[Digital] Fantasies

They were expected to see what stuff she was made of
Katie Tindle

Katie’ is an artist and arts educator. Her practice uses machine learning, computer vision and physical computing in innovative and challenging ways. She borrows from the lexicon of the fields of healthcare and of commercial wellness companies to make work which profiles bodies figured through these systems. Her work draws on the narrative traditions of gothic literature, and speculative feminist science fiction to encourage confrontation with technology as a product of social and cultural environment

The film tells the story of an unknown woman who is undergoing an examination to see whether she has an illness which is not yet fully understood. The illness is causing holes and gaps to appear in the sufferers’ insides, progressing to the point where the body crumbles. Scientists are unsure of what causes the disease, whether it be environmental, moral, spiritual or caused by the procedure itself. Treatment is also debated and the full effects of the illness are not understood.
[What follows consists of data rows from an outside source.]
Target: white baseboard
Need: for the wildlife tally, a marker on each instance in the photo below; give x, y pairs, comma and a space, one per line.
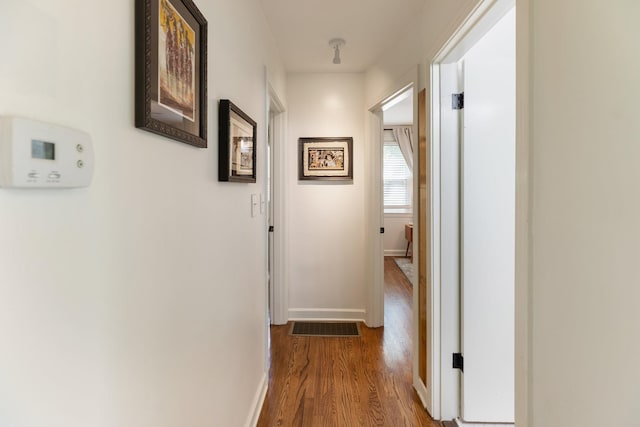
395, 252
422, 393
327, 314
461, 423
258, 400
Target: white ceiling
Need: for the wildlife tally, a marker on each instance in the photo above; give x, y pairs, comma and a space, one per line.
303, 28
401, 113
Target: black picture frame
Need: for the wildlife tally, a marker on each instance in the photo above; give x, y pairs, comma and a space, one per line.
171, 70
237, 136
326, 159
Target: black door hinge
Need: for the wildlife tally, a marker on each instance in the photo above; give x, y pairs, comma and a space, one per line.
457, 101
458, 361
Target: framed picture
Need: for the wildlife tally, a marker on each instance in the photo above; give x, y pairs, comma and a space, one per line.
325, 159
171, 70
237, 144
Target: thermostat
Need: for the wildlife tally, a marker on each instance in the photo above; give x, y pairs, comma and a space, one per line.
35, 154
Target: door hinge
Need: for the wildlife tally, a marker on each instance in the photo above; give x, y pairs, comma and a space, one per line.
457, 101
458, 361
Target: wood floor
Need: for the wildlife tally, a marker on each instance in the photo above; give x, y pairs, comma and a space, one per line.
344, 382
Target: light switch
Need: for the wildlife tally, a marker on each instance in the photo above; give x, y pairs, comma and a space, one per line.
254, 205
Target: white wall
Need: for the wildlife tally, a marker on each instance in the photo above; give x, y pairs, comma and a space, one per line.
395, 243
139, 301
326, 219
585, 209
This writing is the scaffolding around which the rest of the work is built, and functions as a way for me to critique the concept of a homogenous body, the language of illness and idea there can be universal truths on which to base treatment of the body. This piece acknowledges that medicine involves interpretation and to understand it to be absolute ignores the situatedness of healthcare as a practice. This denial of subjectivity in turn can work to marginalise those who have bodies which are not what is currently understood as average.